- Arms of Bridgeman: Sable, ten Plates, four, three, two and one, on a Chief Argent, a Lion passant Ermines. Crest: A Demi-Lion rampant Argent, holding between the paws a Wreath of Laurel proper. Supporters: On either side a Lion guardant Gules pellettée.
- Creation date: 18 June 1929
- Created by: George V
- Peerage: United Kingdom
- First holder: William Bridgeman, 1st Viscount Bridgeman
- Present holder: Luke Bridgeman, 4th Viscount Bridgeman
- Heir apparent: Valentine Henry Ralph Orlando Bridgeman
- Remainder to: the 1st Viscount's heirs male of the body lawfully begotten.
- Seat: Watley House
- Motto: NEC TEMERE NEC TIMIDE (Neither rashly nor timidly)

= Viscount Bridgeman =

Viscountcy in the Peerage of the United Kingdom

Viscount Bridgeman, of Leigh in the County of Shropshire, is a title in the Peerage of the United Kingdom. It was created in 1929 for the Conservative politician William Bridgeman, who had previously served as Home Secretary and First Lord of the Admiralty. He was the son of Reverend John Robert Orlando Bridgeman, third son of George Bridgeman, 2nd Earl of Bradford. His son, the second Viscount, served as Lord Lieutenant of Shropshire from 1951 to 1969. As of 2026 the title was held by the latter's great-nephew, the fourth Viscount, who successed his father in that year. The third Viscount was one of the ninety elected hereditary peers that remained in the House of Lords after the passing of the House of Lords Act 1999, and sat as a Conservative until his death.

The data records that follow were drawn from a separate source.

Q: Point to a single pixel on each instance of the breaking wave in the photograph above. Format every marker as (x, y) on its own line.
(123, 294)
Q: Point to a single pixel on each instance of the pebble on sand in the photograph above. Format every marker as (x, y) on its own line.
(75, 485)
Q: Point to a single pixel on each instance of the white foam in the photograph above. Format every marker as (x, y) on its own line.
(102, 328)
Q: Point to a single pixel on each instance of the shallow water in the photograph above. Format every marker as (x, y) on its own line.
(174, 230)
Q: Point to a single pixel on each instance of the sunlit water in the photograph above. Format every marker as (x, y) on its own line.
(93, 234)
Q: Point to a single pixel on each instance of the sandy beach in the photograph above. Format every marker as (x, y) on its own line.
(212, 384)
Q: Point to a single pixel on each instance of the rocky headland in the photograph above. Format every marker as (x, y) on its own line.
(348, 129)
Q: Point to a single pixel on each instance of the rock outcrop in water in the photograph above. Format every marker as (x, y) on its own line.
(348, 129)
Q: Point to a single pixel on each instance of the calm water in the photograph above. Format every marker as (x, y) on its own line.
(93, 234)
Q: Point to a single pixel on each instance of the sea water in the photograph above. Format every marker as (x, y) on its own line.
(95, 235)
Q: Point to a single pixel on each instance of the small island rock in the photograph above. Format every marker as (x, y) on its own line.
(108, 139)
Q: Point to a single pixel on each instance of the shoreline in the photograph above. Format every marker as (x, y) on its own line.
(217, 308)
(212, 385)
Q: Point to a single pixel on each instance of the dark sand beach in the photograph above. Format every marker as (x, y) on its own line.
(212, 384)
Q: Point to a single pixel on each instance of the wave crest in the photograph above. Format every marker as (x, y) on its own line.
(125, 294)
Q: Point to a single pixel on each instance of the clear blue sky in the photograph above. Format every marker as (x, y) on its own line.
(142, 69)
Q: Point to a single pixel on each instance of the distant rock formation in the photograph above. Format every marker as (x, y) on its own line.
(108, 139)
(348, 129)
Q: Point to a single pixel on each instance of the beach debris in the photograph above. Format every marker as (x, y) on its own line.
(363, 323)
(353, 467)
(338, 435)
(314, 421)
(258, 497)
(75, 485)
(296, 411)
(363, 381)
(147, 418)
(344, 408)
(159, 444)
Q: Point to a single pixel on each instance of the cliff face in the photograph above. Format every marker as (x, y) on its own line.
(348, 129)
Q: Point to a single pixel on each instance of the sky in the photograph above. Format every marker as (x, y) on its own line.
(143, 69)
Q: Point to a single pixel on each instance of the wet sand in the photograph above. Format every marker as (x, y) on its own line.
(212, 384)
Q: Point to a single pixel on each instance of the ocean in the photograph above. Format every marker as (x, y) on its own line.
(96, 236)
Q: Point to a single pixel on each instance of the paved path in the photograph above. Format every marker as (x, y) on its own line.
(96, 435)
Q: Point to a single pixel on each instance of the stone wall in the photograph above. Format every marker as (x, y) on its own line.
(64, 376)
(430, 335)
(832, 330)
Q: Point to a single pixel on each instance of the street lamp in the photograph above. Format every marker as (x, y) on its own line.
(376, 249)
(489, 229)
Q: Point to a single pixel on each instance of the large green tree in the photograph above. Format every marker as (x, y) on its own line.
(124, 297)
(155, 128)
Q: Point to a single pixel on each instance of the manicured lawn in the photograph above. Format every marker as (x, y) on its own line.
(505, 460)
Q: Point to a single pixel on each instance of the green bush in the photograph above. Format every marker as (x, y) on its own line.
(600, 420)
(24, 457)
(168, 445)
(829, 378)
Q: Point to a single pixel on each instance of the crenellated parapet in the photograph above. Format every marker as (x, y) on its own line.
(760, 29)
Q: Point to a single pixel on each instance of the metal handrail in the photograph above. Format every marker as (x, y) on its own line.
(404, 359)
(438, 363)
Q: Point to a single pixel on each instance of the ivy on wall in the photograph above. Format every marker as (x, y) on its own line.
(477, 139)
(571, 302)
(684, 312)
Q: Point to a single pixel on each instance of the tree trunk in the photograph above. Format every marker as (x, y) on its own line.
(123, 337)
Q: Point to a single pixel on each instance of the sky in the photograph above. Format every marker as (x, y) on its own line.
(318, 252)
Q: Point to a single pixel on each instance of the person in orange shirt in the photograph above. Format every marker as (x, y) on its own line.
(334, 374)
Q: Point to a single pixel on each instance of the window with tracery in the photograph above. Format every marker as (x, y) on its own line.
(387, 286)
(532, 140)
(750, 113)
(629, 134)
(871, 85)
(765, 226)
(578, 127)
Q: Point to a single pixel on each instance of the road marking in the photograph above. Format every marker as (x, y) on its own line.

As descendants of the 2nd Earl of Bradford, the Bridgeman viscounts are in the remainder for that earldom.

==Family seat==
The family seat is Watley House, near Winchester, Hampshire.

==Coat of arms==
The heraldic blazon for the coat of arms of the barony is: Sable, ten plates, four, three, two, and one, on a chief argent a lion passant ermines.

==Viscounts Bridgeman (1929)==
- William Clive Bridgeman, 1st Viscount Bridgeman (1864–1935)
- Robert Clive Bridgeman, 2nd Viscount Bridgeman (1896–1982)
- Robin John Orlando Bridgeman, 3rd Viscount Bridgeman (1930–2026)
  - Hon. William Orlando Caspar Bridgeman (1968–2001)
- Luke Robinson Orlando Bridgeman, 4th Viscount Bridgeman (born 1971)

The heir apparent is the present holder's son, the Hon. Valentine Henry Ralph Orlando Bridgeman (born 1999).